VIEW-8727 | Stock Exchange building, St. François Xavier Street, Montreal, QC, about 1905
Stock Exchange building, St. François Xavier Street, Montreal, QC, about 1905
Wm. Notman & Son
About 1905, 20th century
Silver salts on glass - Gelatin dry plate process
20 x 25 cm
Purchase from Associated Screen News Ltd.
© McCord Museum
Keywords: Architecture (8646) , commercial (1771) , Photograph (77678)
Keys to History
The financial industry flourished thanks to Canada's rapid economic development. Montreal banks maintained their indisputable leadership, despite the growing number of competitors in Toronto. The shift toward the formation of large corporations in Canada, such as Dominion Textile and Montreal Light, Heat and Power, further enhanced the importance of the Montreal Stock Exchange and financial industry players.
It was a time when Montreal was truly the metropolis of Canada. Its financial institutions, railways and business enterprises were actively involved in the development of the West, setting up many branches in this region that was to become a prime market for the products of Montreal factories. They were also a driving force behind the development of natural resources and the expansion of the manufacturing industry in Quebec and Ontario.

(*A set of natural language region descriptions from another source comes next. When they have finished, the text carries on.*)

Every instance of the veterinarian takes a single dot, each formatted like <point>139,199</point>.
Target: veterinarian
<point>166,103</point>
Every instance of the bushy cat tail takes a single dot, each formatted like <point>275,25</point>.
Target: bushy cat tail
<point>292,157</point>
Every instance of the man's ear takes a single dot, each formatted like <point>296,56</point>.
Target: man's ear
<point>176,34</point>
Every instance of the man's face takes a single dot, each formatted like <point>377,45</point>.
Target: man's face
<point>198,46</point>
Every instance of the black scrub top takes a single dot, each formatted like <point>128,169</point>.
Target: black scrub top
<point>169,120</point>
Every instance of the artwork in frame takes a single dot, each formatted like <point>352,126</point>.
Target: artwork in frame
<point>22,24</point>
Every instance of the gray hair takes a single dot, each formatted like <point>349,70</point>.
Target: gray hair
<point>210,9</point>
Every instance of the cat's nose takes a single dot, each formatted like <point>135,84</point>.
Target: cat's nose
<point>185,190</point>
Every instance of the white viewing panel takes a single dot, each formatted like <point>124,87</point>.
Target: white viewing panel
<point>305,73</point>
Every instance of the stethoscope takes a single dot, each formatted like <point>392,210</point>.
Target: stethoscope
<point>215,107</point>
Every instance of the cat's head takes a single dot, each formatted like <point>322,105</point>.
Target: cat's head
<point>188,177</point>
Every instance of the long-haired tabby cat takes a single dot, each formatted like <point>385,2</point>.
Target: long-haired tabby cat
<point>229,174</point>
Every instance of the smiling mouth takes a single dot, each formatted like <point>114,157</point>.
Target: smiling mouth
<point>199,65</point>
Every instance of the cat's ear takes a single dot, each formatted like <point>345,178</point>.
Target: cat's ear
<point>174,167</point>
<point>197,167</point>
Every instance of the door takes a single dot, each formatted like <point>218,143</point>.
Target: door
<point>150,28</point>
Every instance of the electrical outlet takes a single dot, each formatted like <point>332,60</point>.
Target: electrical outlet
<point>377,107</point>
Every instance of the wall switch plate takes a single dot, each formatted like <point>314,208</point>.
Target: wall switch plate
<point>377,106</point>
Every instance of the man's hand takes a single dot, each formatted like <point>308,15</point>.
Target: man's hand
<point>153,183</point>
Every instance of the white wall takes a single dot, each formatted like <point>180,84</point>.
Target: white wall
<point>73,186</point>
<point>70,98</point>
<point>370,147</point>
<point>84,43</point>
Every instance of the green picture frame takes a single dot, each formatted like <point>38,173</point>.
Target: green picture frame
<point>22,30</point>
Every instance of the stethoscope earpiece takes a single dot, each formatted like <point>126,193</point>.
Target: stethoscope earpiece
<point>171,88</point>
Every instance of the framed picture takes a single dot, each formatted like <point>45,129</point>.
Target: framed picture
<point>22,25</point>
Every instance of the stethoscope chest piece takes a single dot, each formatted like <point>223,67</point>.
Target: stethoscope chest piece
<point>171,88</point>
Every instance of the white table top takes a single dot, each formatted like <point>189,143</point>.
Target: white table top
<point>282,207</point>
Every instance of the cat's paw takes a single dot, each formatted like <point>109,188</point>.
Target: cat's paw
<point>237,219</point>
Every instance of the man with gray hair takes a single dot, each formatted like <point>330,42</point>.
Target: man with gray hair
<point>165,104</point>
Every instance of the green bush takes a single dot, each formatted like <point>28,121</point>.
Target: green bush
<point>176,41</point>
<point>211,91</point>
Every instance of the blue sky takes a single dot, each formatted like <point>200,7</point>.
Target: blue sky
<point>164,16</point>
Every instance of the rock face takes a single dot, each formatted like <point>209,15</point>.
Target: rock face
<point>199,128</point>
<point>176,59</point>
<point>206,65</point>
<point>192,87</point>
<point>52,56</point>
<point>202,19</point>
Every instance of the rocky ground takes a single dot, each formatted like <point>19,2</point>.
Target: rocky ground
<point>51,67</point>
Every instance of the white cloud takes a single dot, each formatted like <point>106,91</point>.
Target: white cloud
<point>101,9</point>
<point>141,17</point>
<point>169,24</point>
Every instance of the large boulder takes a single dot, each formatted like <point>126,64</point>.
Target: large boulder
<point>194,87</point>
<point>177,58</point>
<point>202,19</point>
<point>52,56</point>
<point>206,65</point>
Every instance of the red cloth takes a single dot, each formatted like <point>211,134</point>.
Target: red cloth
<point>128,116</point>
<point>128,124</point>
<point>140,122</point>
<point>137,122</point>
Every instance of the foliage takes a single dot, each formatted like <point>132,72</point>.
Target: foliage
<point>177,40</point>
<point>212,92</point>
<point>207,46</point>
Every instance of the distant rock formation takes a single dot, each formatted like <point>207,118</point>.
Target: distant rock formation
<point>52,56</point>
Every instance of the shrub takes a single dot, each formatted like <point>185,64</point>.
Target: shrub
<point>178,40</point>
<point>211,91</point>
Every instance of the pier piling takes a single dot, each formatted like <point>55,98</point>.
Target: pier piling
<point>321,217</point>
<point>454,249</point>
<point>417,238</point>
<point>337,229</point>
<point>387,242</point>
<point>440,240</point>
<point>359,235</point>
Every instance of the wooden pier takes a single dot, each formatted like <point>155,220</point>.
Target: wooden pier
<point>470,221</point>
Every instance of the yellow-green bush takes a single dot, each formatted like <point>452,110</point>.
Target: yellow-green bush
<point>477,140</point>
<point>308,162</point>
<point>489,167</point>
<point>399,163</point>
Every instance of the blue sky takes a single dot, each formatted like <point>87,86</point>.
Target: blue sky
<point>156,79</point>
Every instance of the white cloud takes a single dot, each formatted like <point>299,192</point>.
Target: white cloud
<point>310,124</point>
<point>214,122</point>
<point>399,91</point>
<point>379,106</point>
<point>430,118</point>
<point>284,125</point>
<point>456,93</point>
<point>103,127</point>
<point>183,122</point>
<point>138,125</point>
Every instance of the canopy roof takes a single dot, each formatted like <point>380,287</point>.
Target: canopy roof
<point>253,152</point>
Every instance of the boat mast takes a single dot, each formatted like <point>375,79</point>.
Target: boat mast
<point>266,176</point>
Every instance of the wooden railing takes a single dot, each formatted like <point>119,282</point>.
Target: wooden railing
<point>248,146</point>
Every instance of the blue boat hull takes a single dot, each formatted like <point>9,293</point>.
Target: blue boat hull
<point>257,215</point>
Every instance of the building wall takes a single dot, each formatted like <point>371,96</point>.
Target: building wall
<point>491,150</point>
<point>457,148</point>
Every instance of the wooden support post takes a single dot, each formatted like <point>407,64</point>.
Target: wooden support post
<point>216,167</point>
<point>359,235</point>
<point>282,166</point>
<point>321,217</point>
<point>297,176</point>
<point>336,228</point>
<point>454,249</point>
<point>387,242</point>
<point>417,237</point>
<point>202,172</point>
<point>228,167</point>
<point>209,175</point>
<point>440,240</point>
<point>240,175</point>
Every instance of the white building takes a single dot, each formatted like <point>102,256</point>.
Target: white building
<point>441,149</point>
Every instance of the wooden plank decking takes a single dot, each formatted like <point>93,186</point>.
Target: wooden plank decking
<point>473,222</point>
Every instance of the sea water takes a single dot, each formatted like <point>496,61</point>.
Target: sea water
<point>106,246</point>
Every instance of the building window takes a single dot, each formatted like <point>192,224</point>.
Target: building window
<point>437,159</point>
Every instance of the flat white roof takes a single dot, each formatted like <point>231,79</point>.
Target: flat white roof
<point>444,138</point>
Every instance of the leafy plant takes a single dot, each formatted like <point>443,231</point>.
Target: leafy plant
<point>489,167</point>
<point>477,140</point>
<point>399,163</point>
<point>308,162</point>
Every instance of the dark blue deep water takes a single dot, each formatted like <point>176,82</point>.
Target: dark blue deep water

Established officially in 1874, the Montreal Stock Exchange was Canada's largest exchange at the beginning of the 20th century. Both stocks and bonds were traded on the exchange.
The building that can be seen in the photograph is on St. François Xavier Street, in Old Montreal. At the time, this was the heart of the downtown area. Today, the building is the home of the Centaur Theatre, which puts on plays in English.
In 1903 the Montreal Stock Exchange began construction of the building that it would occupy from 1904 to 1965. It commissioned George B. Post, the architect of the New York Stock Exchange, to design it; he worked on the project with the Maxwell brothers of Montreal.
In 1904 one of the top brokers at the Montreal Stock Exchange was Louis-Joseph Forget (1853-1911), who negotiated some major corporate mergers in Montreal.